As Pittsburgh City Council continues its debate over how to best use parking assets to shore up the city’s flagging pension fund, it has issued a subpoena to Mayor Luke Ravenstahl to turn over pension fund data by noon Friday. Council President Darlene Harris says the subpoena asks for the data to be sent to the state rather than to her office. Harris says the Pennsylvania Municipal Retirement System requested the data in 2009 and never received it. Council members contacted the fund asking for the data and Secretary James Allen informed them that the numbers were never produced. The subpoena asks for the names of everyone in the city pension fund and demographic data about them including monthly payments, age and sex. Harris says council members are exploring exactly what it would mean to the city if the state took over the city-run fund. The mayor’s office has said that it would be forced to increase payments by more than 25 million dollars a year under a state take over. Council hopes the state will use the data to come up with an exact number of how much it will be required to pay into the system on an annual basis if there is a takeover. Currently the city’s pension program is less than 30% funded and the state has said if that number does not hit 50% by the end of the year it will take control of the fund.

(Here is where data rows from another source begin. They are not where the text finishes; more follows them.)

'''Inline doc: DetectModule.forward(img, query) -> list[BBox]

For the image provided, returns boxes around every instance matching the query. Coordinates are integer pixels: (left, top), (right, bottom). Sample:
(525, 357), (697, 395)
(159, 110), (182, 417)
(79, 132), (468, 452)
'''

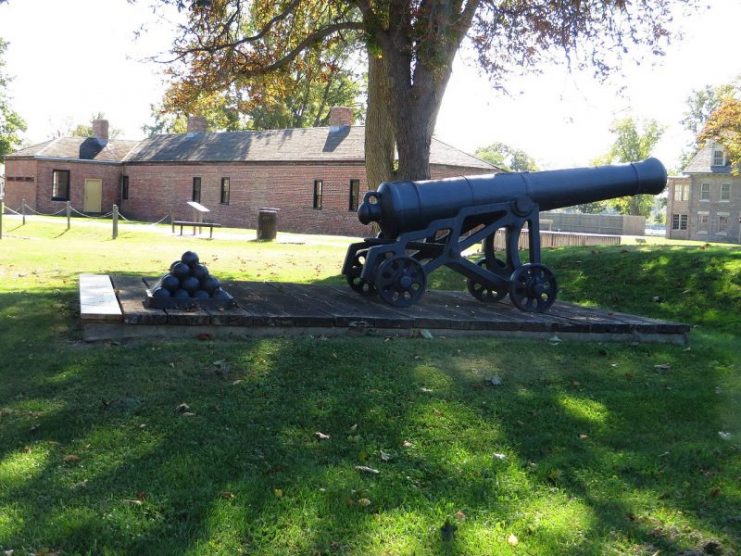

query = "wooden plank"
(111, 275), (167, 325)
(228, 282), (335, 327)
(139, 278), (213, 326)
(79, 274), (122, 322)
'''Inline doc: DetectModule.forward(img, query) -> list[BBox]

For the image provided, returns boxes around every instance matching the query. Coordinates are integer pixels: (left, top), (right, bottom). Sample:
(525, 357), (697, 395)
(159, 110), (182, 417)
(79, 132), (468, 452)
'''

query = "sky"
(1, 0), (740, 172)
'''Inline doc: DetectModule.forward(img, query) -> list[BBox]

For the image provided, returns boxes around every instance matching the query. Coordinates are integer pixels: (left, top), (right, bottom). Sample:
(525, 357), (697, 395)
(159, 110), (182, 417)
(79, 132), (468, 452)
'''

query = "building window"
(349, 179), (360, 211)
(718, 215), (728, 233)
(313, 179), (323, 209)
(712, 149), (725, 166)
(673, 184), (688, 201)
(220, 177), (230, 205)
(192, 177), (202, 203)
(698, 213), (709, 231)
(52, 170), (70, 201)
(720, 183), (730, 201)
(700, 183), (710, 201)
(121, 175), (129, 200)
(671, 214), (688, 231)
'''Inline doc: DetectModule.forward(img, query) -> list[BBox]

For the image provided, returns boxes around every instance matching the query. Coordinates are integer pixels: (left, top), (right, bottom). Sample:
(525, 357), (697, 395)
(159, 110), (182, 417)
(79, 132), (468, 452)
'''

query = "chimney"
(92, 119), (109, 143)
(187, 115), (208, 134)
(328, 106), (353, 127)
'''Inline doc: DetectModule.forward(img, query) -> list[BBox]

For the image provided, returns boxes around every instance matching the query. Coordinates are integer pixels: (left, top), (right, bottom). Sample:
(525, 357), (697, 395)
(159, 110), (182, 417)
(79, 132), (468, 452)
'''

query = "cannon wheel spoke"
(375, 256), (427, 308)
(466, 258), (508, 302)
(346, 251), (377, 295)
(509, 263), (558, 313)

Mayor Ravenstahl has said that if there is a state takeover it would mean annual city payments to the pension fund would increase by as much as $27 million, resulting in budget cuts and/or tax hikes.
Councilman Bill Peduto says neither Council nor the Pennsylvania Municipal Retirement System knows where the mayor got the $27 million figure. Peduto says they need the subpoenaed information so as to determine an accurate figure. Peduto added that it wouldn't be a state takeover but rather the city's pension fund would be managed by the Retirement System which already manages 900 other pension funds.
Council has given itself till the end of the month to come up with alternatives to the mayor’s plan to lease the parking assets for the next 50 years to J.P. Morgan Asset Management and Connecticut-based LAZ Parking, for more than $450 million. Harris says the tight time line forced council to go the route of a subpoena rather than relying on a letter to the mayor’s office. However, Harris says she also sent a more friendly request directly to the mayor’s office.